Active solar heatingPassive Solar HeatingLiquid Active Solar Heating

  • Air is active solar energy. Perhaps the simplest active solar heating system is an air-based system that uses fans to distribute solar-heated air throughout the living space. The collection point of solar heated air may be an attached solar space, a living room, or even a sunny corridor and insulating glass to allow sufficient sunlight. Fans used to distribute hot air can be operated manually or automatically.
  • Solar heat. In this type of system, water or antifreeze is heated by the sun in a solar collector that can be installed on a roof or on the ground. When the liquid in the collector reaches a certain temperature, it is pumped to a storage tank or a heat exchanger with hot water. According to the design method of the system, the warm fluid can be pumped to the pipeline in the radiant floor heating system or to the air processor in the water-air system.
  • Standby heating is required. Whether the house adopts air active solar heating system or solar heating system, it needs some form of backup heating system. Otherwise, building residents will have very cold nights and cloudy days.

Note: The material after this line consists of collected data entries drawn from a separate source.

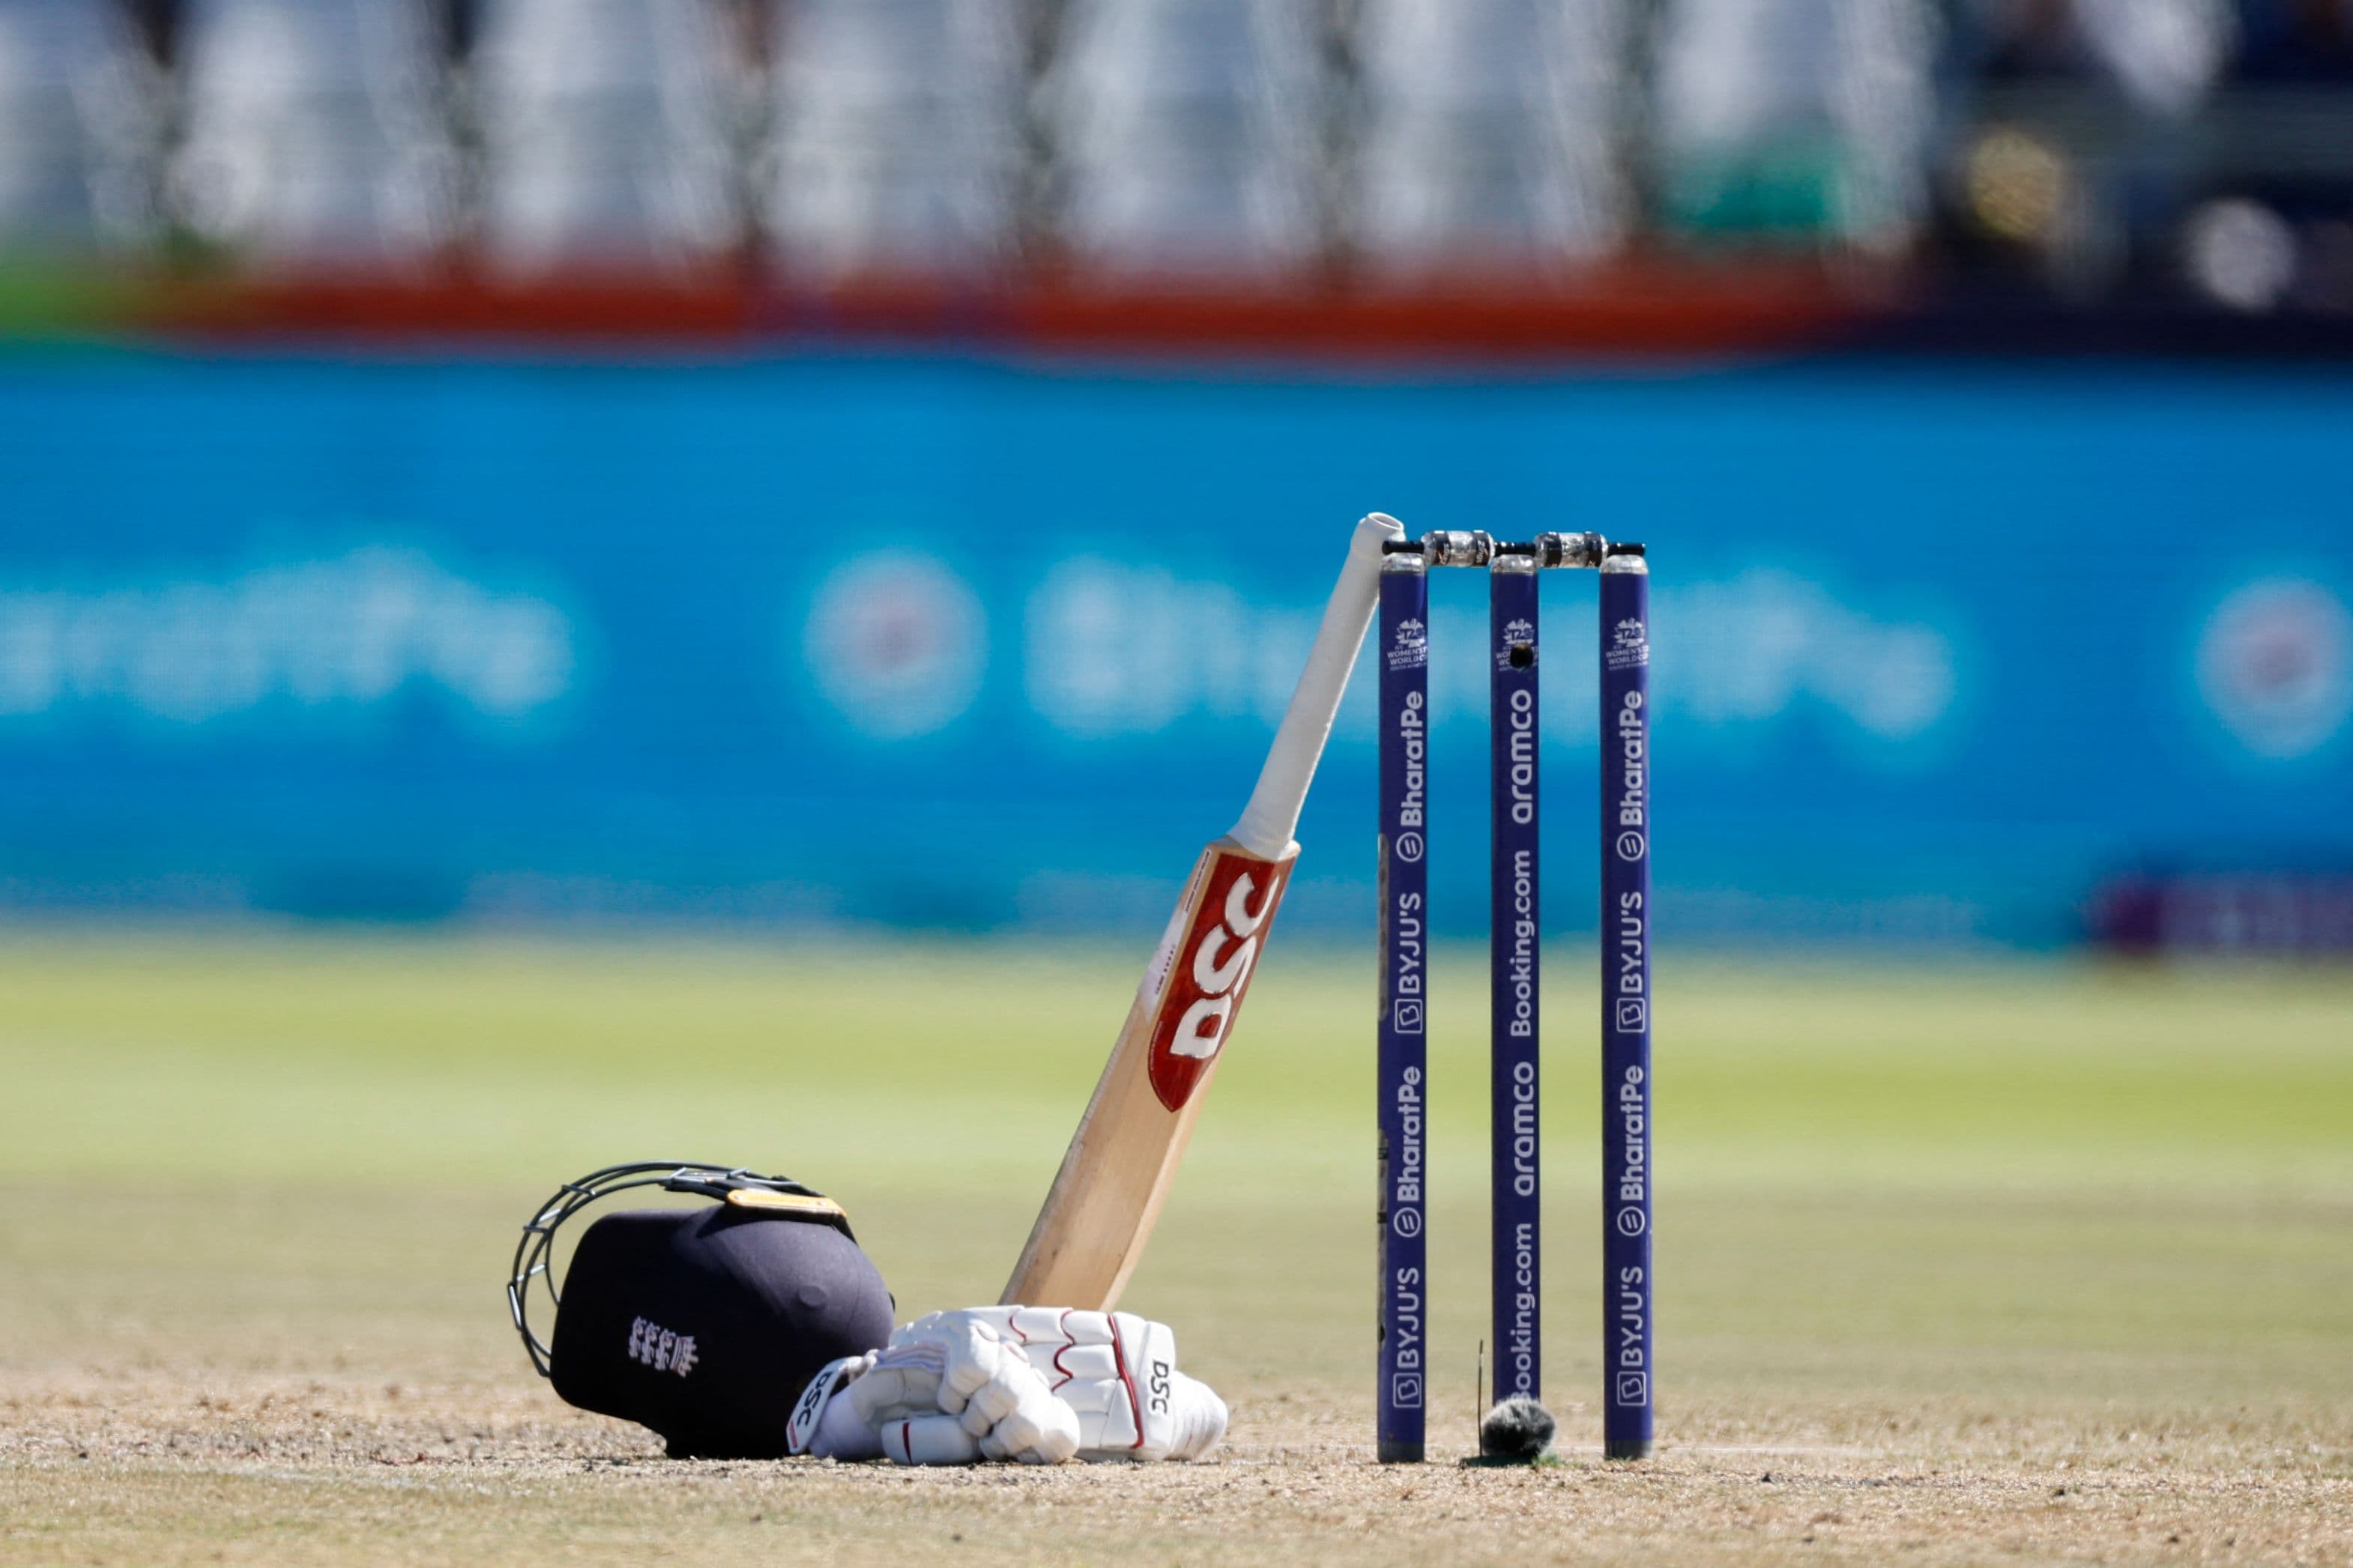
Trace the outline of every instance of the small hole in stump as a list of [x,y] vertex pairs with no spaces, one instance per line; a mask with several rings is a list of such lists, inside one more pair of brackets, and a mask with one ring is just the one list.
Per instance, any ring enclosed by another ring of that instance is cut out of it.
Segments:
[[1514,669],[1525,669],[1528,666],[1535,663],[1535,644],[1515,642],[1512,645],[1512,668]]

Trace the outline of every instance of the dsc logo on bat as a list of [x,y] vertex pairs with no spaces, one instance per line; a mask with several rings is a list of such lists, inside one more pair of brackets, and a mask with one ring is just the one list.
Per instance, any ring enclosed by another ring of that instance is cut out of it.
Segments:
[[1282,901],[1290,863],[1218,851],[1202,873],[1193,918],[1161,943],[1164,973],[1152,1028],[1152,1092],[1182,1110],[1226,1043],[1258,963],[1260,940]]

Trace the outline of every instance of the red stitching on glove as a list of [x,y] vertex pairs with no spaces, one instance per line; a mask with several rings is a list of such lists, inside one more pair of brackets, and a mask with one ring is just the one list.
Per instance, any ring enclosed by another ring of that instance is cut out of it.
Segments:
[[1144,1447],[1144,1402],[1136,1398],[1135,1379],[1127,1370],[1127,1347],[1120,1343],[1119,1340],[1119,1315],[1115,1312],[1105,1312],[1103,1321],[1111,1325],[1111,1353],[1113,1364],[1119,1368],[1119,1381],[1127,1388],[1128,1413],[1135,1417],[1135,1441],[1130,1443],[1128,1447],[1141,1448]]

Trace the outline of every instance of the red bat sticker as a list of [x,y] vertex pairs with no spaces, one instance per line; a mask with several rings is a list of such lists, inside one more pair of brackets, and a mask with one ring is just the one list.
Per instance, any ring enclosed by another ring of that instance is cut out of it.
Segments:
[[1152,1031],[1152,1092],[1169,1110],[1185,1108],[1218,1059],[1290,875],[1288,861],[1230,850],[1210,863],[1192,923],[1169,952],[1159,1022]]

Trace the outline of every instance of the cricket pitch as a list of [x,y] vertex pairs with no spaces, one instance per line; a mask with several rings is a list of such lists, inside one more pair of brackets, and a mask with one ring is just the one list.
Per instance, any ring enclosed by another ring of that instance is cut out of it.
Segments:
[[1548,965],[1547,1403],[1463,1470],[1484,995],[1433,998],[1433,1457],[1369,1462],[1371,975],[1279,945],[1127,1305],[1211,1462],[674,1464],[533,1377],[557,1181],[779,1170],[996,1291],[1133,954],[0,939],[0,1563],[2353,1563],[2353,975],[1660,961],[1660,1455],[1595,1457],[1589,944]]

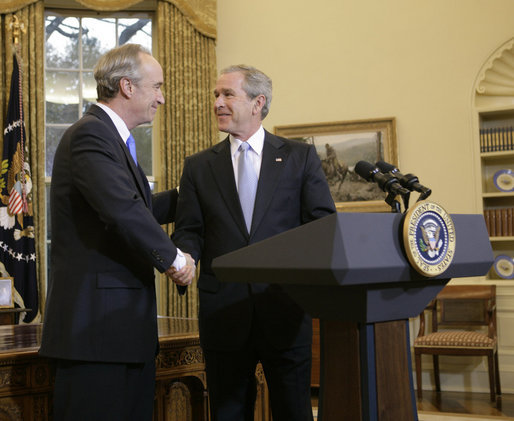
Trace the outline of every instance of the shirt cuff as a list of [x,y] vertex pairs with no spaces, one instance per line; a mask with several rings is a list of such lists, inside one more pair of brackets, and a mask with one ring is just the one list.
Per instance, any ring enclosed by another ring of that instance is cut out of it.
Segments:
[[172,266],[175,269],[180,270],[185,265],[186,265],[186,256],[184,256],[184,253],[182,253],[182,251],[179,248],[177,248],[177,257],[175,257],[175,260],[173,261]]

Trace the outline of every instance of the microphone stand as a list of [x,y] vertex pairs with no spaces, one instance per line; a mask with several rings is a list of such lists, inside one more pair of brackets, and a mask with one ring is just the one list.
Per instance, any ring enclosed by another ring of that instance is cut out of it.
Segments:
[[432,194],[432,190],[428,189],[427,191],[425,191],[424,193],[420,194],[419,195],[419,198],[418,198],[418,202],[420,200],[425,200],[428,196],[430,196]]
[[410,192],[403,195],[402,199],[403,199],[403,209],[405,209],[405,212],[407,212],[407,209],[409,209]]
[[387,197],[385,198],[385,202],[391,206],[391,212],[392,213],[400,213],[400,202],[395,199],[396,195],[394,193],[389,192],[387,194]]
[[[394,193],[389,192],[385,198],[385,202],[391,206],[392,213],[401,213],[400,202],[396,200],[396,196],[397,195]],[[405,209],[405,212],[407,212],[407,209],[409,209],[410,192],[402,194],[401,196],[403,200],[403,208]]]

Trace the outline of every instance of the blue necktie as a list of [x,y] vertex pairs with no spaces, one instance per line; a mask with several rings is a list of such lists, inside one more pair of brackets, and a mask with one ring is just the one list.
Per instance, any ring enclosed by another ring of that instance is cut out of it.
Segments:
[[255,204],[255,192],[257,191],[257,174],[250,159],[251,146],[247,142],[239,146],[239,162],[237,165],[237,181],[239,201],[243,209],[246,228],[250,232],[252,226],[253,207]]
[[127,139],[127,148],[130,151],[130,155],[132,155],[132,158],[134,159],[134,162],[137,165],[137,154],[136,154],[136,141],[132,137],[132,134]]

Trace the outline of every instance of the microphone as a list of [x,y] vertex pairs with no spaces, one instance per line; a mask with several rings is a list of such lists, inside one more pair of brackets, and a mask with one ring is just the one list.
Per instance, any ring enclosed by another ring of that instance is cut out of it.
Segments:
[[398,179],[391,174],[383,174],[380,169],[366,161],[359,161],[355,165],[355,172],[366,181],[374,181],[383,191],[396,195],[408,194],[409,190],[403,188]]
[[417,191],[422,194],[423,198],[426,199],[432,193],[428,187],[419,184],[419,179],[414,174],[403,175],[398,168],[388,162],[378,161],[376,166],[383,173],[390,173],[398,179],[398,182],[410,191]]

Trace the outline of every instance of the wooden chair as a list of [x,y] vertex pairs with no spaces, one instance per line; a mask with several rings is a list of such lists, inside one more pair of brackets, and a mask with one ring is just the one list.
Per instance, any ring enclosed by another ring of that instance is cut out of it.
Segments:
[[[501,395],[496,337],[496,286],[448,285],[426,310],[432,312],[432,333],[425,334],[423,312],[420,314],[418,336],[414,341],[418,398],[422,397],[422,354],[432,355],[435,388],[438,392],[441,391],[439,355],[482,355],[487,357],[491,401],[494,402],[496,395]],[[487,334],[477,331],[480,326],[487,327]]]

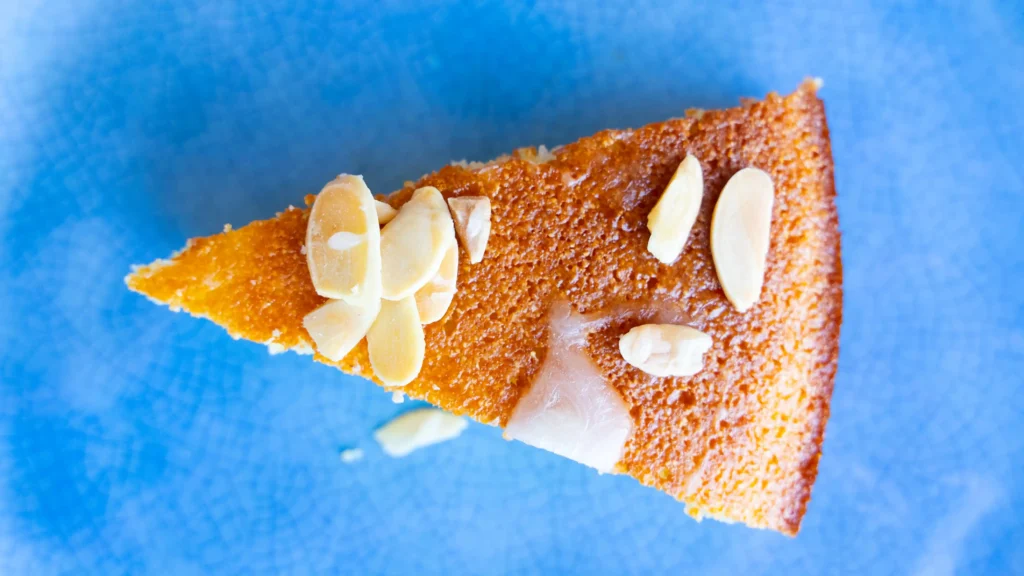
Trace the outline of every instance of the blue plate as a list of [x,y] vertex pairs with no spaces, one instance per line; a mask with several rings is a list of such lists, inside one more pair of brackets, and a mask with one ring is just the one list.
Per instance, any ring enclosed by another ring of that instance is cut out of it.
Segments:
[[[1024,573],[1024,10],[702,4],[0,3],[0,573]],[[807,75],[846,307],[796,539],[477,424],[390,459],[411,404],[122,284],[342,171]]]

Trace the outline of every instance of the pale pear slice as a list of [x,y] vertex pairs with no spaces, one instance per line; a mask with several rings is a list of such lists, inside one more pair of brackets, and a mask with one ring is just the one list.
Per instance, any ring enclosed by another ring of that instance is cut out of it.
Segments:
[[444,317],[455,297],[455,284],[459,275],[459,245],[452,242],[441,260],[437,274],[416,291],[416,308],[421,324],[432,324]]
[[449,198],[448,206],[455,220],[455,234],[469,254],[469,263],[480,262],[491,237],[491,199],[486,196],[459,196]]
[[700,161],[687,154],[647,216],[647,229],[651,231],[647,251],[658,261],[671,264],[683,253],[703,197],[704,173]]
[[382,300],[377,319],[366,333],[370,367],[387,386],[405,386],[423,367],[426,341],[416,300]]
[[306,226],[306,263],[317,294],[362,304],[380,299],[380,226],[362,176],[324,186]]
[[420,188],[380,232],[382,295],[412,296],[437,274],[455,228],[437,188]]
[[761,297],[775,187],[757,168],[725,184],[711,217],[711,256],[726,298],[744,312]]
[[619,338],[622,358],[653,376],[693,376],[710,348],[711,336],[675,324],[644,324]]
[[380,298],[364,304],[328,300],[302,319],[302,326],[316,344],[316,351],[338,362],[355,348],[373,325],[380,311]]
[[391,204],[387,202],[376,201],[377,206],[377,223],[381,226],[391,222],[395,218],[395,214],[398,214],[398,210],[391,207]]
[[468,424],[465,418],[444,410],[420,408],[380,427],[373,438],[385,454],[401,458],[420,448],[458,437]]
[[588,328],[566,302],[551,312],[548,351],[505,436],[611,472],[633,433],[629,406],[588,356]]

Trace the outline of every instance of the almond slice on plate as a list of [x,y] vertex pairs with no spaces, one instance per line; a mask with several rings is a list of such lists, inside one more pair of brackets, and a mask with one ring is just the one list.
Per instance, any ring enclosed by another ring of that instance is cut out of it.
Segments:
[[395,218],[395,214],[398,214],[398,210],[391,207],[391,204],[387,202],[381,202],[376,200],[377,206],[377,223],[381,226],[391,222]]
[[388,300],[412,296],[437,274],[455,228],[437,188],[413,193],[380,231],[382,295]]
[[324,186],[306,225],[306,263],[317,294],[362,304],[380,299],[380,226],[362,176]]
[[370,367],[387,386],[405,386],[423,367],[426,341],[412,296],[382,300],[380,312],[366,333]]
[[316,351],[332,362],[344,358],[363,339],[380,311],[380,298],[365,304],[328,300],[302,319]]
[[693,376],[710,348],[711,336],[675,324],[644,324],[619,338],[622,358],[654,376]]
[[416,308],[420,323],[431,324],[444,317],[455,297],[455,283],[459,275],[459,245],[452,242],[441,260],[437,274],[416,291]]
[[409,453],[458,437],[469,423],[437,408],[406,412],[373,434],[384,453],[401,458]]
[[744,168],[725,184],[711,218],[711,256],[718,281],[740,312],[761,297],[774,198],[768,174]]
[[651,231],[647,251],[660,262],[671,264],[683,253],[703,197],[700,161],[687,154],[647,216],[647,229]]
[[459,237],[469,263],[484,259],[487,240],[491,236],[491,199],[486,196],[449,198],[448,206],[455,220],[455,234]]

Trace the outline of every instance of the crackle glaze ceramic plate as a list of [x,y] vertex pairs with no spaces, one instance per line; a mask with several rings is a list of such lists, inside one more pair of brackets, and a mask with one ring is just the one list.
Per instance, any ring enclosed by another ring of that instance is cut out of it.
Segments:
[[[0,573],[1024,573],[1020,62],[1013,1],[0,3]],[[845,323],[796,539],[478,424],[392,459],[413,403],[122,283],[339,172],[806,76]]]

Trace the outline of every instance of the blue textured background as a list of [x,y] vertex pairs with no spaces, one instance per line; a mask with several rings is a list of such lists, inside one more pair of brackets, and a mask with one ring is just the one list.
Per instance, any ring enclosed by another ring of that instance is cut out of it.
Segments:
[[[254,4],[0,1],[0,573],[1024,573],[1019,2]],[[408,403],[122,284],[340,171],[387,191],[805,75],[846,322],[796,540],[476,424],[389,459]]]

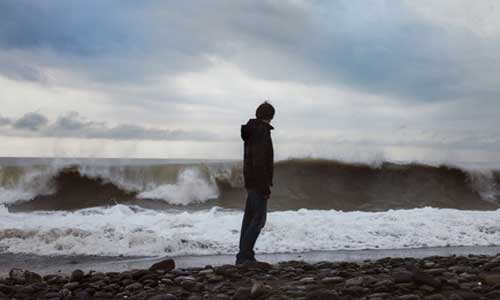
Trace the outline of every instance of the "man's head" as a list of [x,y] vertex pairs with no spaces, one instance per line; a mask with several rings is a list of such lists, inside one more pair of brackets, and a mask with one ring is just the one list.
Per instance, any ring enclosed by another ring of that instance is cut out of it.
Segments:
[[274,107],[269,102],[264,102],[255,111],[257,119],[270,122],[274,117]]

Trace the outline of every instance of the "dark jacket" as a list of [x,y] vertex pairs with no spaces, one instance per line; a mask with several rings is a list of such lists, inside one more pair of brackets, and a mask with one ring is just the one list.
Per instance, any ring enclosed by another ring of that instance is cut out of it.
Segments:
[[241,126],[241,138],[245,142],[243,175],[245,187],[264,195],[271,193],[274,171],[274,151],[270,124],[250,119]]

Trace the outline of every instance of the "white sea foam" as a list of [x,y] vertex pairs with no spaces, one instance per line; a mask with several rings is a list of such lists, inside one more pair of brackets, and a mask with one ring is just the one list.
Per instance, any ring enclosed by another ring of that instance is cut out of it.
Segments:
[[[9,213],[0,251],[41,255],[210,255],[237,252],[241,211],[160,212],[116,205],[76,212]],[[500,210],[272,212],[260,253],[500,245]]]
[[467,172],[469,183],[483,199],[495,202],[500,198],[500,188],[491,170],[471,170]]
[[0,166],[0,205],[21,201],[29,201],[36,195],[46,195],[53,192],[50,179],[57,174],[57,167],[25,168],[17,178],[6,174]]
[[182,171],[176,184],[160,185],[138,195],[138,198],[160,199],[174,205],[203,203],[217,197],[215,182],[208,182],[196,169]]
[[0,204],[11,204],[19,201],[28,201],[35,195],[30,191],[6,189],[0,187]]

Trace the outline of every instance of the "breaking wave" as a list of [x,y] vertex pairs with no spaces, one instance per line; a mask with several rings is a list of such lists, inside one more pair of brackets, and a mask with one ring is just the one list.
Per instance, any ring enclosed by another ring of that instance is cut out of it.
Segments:
[[[241,163],[44,161],[3,164],[0,204],[10,211],[116,204],[169,209],[241,208]],[[275,166],[271,210],[384,211],[418,207],[494,210],[500,173],[454,166],[286,160]]]

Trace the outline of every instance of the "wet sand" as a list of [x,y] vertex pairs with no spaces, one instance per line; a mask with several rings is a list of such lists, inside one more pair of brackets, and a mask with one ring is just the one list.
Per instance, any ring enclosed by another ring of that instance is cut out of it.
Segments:
[[[446,247],[446,248],[419,248],[419,249],[390,249],[390,250],[342,250],[342,251],[314,251],[307,253],[277,253],[260,254],[257,259],[271,264],[283,261],[305,261],[317,263],[356,262],[377,260],[386,257],[392,258],[424,258],[429,256],[467,256],[489,255],[500,253],[500,247]],[[212,256],[178,256],[173,257],[177,268],[197,268],[234,264],[234,255]],[[0,277],[8,275],[12,268],[27,269],[44,274],[70,274],[75,269],[84,272],[123,272],[132,269],[147,269],[152,264],[165,257],[104,257],[104,256],[37,256],[24,254],[0,254]]]

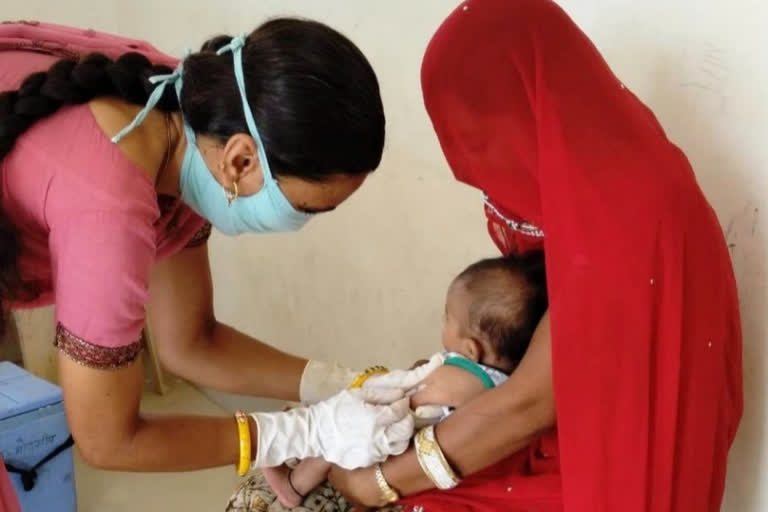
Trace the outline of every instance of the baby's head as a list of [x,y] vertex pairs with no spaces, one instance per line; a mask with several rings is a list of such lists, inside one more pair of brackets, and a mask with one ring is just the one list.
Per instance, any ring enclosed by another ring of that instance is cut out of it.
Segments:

  • Sunshine, hollow glass and dark floor. There are some functions to remember to ensure optimal passive solar heating. For beginners, houses need plenty of south-facing insulating glass to allow sunlight to enter the building interior. Secondly, it is a good thing that dark floors or walls can be exposed to direct sunlight for a long time. Masonry floors and brick walls are good examples of “thermal mass” that absorbs a lot of heat – and then gradually releases it after sunset.
  • Don’t forget the shadows. It may be a curse to welcome sunshine indoors in hot summer and cold weather. That’s why it’s crucial to add shading details to any passive solar design. Sunshade, roof cantilever and external blinds are common equipment to limit summer sunlight exposure to houses.
  • Solar liquid collector is most suitable for central heating. They are the same as solar household hot water systems. Flat plate collectors are the most common, but they also provide vacuum tubes and concentrators. In collectors, heat transfer or “working” fluids such as water, antifreeze (usually non-toxic propylene glycol) or other types of liquids absorb solar energy. At the appropriate time, the controller operates the circulating pump to move the fluid through the collector.
  • The liquid flows rapidly, so when the liquid passes through the collector, its temperature increases only 10 to 20 F (5.6 to 11 C). Heating a smaller volume of liquid to a higher temperature will increase the heat loss from the collector and reduce the efficiency of the system. The liquid flows into the tank or heat exchanger for immediate use. Other system components include pipes, pumps, valves, expansion boxes, heat exchangers, tanks and control devices.

Benefits of solar heating

  • The average American family spends more than $2,000 a year on heating. The cost of heating systems that rely on fossil fuels such as oil, propane and natural gas will continue to rise.
  • By using the solar space heating system, you can use the free and sufficient energy of the sun to heat your home free of charge. The use of solar heating systems for household heating can significantly reduce fuel costs in winter. Another good advantage is that solar space heating systems can also heat domestic hot water.
  • Solar space heating systems will also reduce air pollution and greenhouse gases from the use of fossil fuels such as petroleum, propane and other petroleum products.、

Can solar heat your home?

By using solar space heating system, you can use the free and abundant energy of the sun to heat your home free of charge. Heating your home with a solar heating system can greatly reduce your fuel costs in winter. Another advantage is that solar space heating systems can also heat domestic hot water.

How much is a solar heating system?

The cost of a solar thermal system varies, but usually a pool solar water heater costs $3,500 and a solar thermal device costs $9,700. These figures include installation costs and all components (solar collectors, control panels, pipes, hot water tanks).